Often, when Nevada residents think of closing an estate, they think of distributing the decedent’s assets to remaining loved ones. While this action is part of probate, the process does not focus solely on the assets of the estate. In fact, the executor will need to ensure that he or she properly addresses the remaining debts of the estate as well.
Handling someone else’s debt is not an easy task because it is not always immediately clear who is owed something from the estate. The executor will need to gather records of outstanding debts and notify creditors about the person’s passing. At that time, the creditors can make claims against the estate in efforts to receive at least a portion of what they are owed.

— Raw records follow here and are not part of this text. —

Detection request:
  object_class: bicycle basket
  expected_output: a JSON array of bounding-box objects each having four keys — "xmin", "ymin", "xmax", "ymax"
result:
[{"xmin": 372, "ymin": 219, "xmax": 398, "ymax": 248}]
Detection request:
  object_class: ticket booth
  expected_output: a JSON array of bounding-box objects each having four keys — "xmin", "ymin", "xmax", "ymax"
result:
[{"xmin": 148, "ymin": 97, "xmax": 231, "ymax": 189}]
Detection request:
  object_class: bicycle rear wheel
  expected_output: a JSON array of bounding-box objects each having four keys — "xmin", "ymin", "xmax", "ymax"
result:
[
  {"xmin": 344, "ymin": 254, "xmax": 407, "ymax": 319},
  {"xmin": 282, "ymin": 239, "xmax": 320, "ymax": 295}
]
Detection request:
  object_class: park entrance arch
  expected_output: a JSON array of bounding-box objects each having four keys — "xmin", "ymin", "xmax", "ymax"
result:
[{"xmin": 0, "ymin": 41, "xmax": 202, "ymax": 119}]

It is important to note that debts are paid through the remaining funds and assets of the estate and typically do not come out of the pockets of surviving loved ones unless a person is also associated with the debt, such as a co-signer on a loan. Still, paying debts out of remaining funds could mean that surviving family members will receive a lower inheritance than expected unless the assets are not included as part of the estate, which could include payable-on-death accounts such as:
- Retirement accounts
- Brokerage accounts
- Life insurance policies
- Other payable-on-death accounts with named beneficiaries
It is also essential that the executor handles the debts associated with the Nevada estate before distributing any assets to heirs or beneficiaries. If assets are distributed too early, there may not be enough funds left to cover necessary debts, which could result in the executor being liable for the outstanding balances. Because the order of events and other details of probate are crucial to understand, having professional legal help during this process is often beneficial.